Several years ago, we started developing a new device — a universal smart electricity sub-meter. It had to be able to communicate over the NB-IoT network, which doesn’t allow TCP/IP, only UDP. This meant we couldn’t communicate with the device using MQTT, a protocol we use in our existing products. We started looking for alternatives.

CoAP

The first alternative we tried was CoAP. It is a lightweight HTTP-like protocol suitable for use in resource-constrained devices on connectionless networks. We prototyped its implementation in the device firmware and on the server and started testing it. We immediately discovered that we would have to map our application-level protocols, which were based on MQTT’s pub-sub model, to CoAP’s request-response semantics. This turned out to be quite problematic. The biggest issue was communication from the server to the device, which works smoothly in MQTT, but is hard to implement well in CoAP. Overall, the results weren’t convincing and we looked for other solutions.

MQTT-SN

The next technology we considered was MQTT-SN. Its design goals are similar to CoAP, but crucially, MQTT-SN is based on MQTT and maintains its semantics. It was clear that MQTT-SN would solve our problem and allow us to keep our application-level protocol essentially unchanged.

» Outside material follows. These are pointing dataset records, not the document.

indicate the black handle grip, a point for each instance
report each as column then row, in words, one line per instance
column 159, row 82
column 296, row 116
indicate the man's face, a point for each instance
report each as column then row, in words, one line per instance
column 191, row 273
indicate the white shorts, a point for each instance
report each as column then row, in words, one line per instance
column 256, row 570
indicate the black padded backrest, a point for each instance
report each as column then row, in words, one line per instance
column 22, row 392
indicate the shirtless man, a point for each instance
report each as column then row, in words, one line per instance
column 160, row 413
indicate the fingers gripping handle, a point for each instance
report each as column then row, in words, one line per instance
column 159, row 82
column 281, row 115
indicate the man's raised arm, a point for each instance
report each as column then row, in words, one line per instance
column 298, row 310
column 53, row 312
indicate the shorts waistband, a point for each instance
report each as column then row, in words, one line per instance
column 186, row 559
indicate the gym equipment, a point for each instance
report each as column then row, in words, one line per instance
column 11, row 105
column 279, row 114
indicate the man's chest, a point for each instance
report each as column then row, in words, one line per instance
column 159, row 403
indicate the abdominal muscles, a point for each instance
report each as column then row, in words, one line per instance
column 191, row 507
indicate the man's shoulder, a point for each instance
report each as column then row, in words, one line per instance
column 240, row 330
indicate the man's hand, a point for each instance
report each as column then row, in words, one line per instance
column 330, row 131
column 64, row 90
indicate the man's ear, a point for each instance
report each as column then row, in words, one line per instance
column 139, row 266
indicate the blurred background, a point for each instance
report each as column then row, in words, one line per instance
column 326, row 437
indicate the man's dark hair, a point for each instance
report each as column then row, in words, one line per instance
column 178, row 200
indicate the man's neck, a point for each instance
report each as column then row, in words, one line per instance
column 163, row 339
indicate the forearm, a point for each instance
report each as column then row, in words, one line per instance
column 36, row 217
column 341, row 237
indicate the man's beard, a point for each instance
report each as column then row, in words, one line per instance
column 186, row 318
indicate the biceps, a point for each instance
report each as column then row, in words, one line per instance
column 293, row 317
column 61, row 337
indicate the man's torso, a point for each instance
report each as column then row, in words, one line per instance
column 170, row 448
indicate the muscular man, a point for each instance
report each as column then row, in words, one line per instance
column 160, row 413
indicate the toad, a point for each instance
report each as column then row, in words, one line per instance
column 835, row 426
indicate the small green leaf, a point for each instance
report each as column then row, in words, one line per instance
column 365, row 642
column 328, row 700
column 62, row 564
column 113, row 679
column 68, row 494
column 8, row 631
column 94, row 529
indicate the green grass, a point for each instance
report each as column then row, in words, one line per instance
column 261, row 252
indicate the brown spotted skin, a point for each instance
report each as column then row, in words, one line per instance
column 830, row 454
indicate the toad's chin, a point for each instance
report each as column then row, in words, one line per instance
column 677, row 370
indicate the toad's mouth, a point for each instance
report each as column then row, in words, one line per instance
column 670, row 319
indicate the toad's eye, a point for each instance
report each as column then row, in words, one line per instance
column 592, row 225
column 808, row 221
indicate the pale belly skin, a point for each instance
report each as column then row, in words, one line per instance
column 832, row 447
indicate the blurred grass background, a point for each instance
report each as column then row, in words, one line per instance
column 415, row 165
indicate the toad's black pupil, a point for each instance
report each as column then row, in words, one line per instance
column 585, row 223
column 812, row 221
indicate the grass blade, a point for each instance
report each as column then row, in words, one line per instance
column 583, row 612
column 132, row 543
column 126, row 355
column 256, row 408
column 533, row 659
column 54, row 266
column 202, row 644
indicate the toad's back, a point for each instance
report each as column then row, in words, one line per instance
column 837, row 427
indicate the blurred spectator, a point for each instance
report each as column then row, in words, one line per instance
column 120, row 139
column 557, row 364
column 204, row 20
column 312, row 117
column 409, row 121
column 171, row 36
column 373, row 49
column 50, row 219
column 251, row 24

To integrate MQTT-SN devices into the MQTT world, one needs to set up an MQTT-SN gateway, which translates between both protocols. So we started looking for one. The results of our search were disappointing. We found several projects, but a deeper look revealed that all were incomplete, unmaintained, or just didn’t work. This put us into a difficult situation — either we would have to return to CoAP, which was far from ideal, or we would have to put a significant development effort into creating a working MQTT-SN gateway. After some deliberation, we decided to do the latter and started working on Bisquitt. We also decided to publish Bisquitt as an open-source project, so that others can benefit from our effort. And this is where we are right now.

Development and plans

We wrote Bisquitt in Go because we use that language extensively at Energomonitor and our developers know it well. It also suits the task well — we especially value its performance, concurrency model, overall robustness, and rich ecosystem of tools and libraries. We partially based Bisquitt on gnatt, an existing MQTT-SN implementation in Go.

Our goal is simple, yet ambitious. We intend Bisquitt to be the best and most widely used open-source MQTT-SN gateway. To achieve that, we intend to invest in its development significantly in the coming months and years. We also plan to follow the development of MQTT-SN 2.0, the new version of the MQTT-SN protocol developed by the OASIS consortium, and add its support to Bisquitt over time.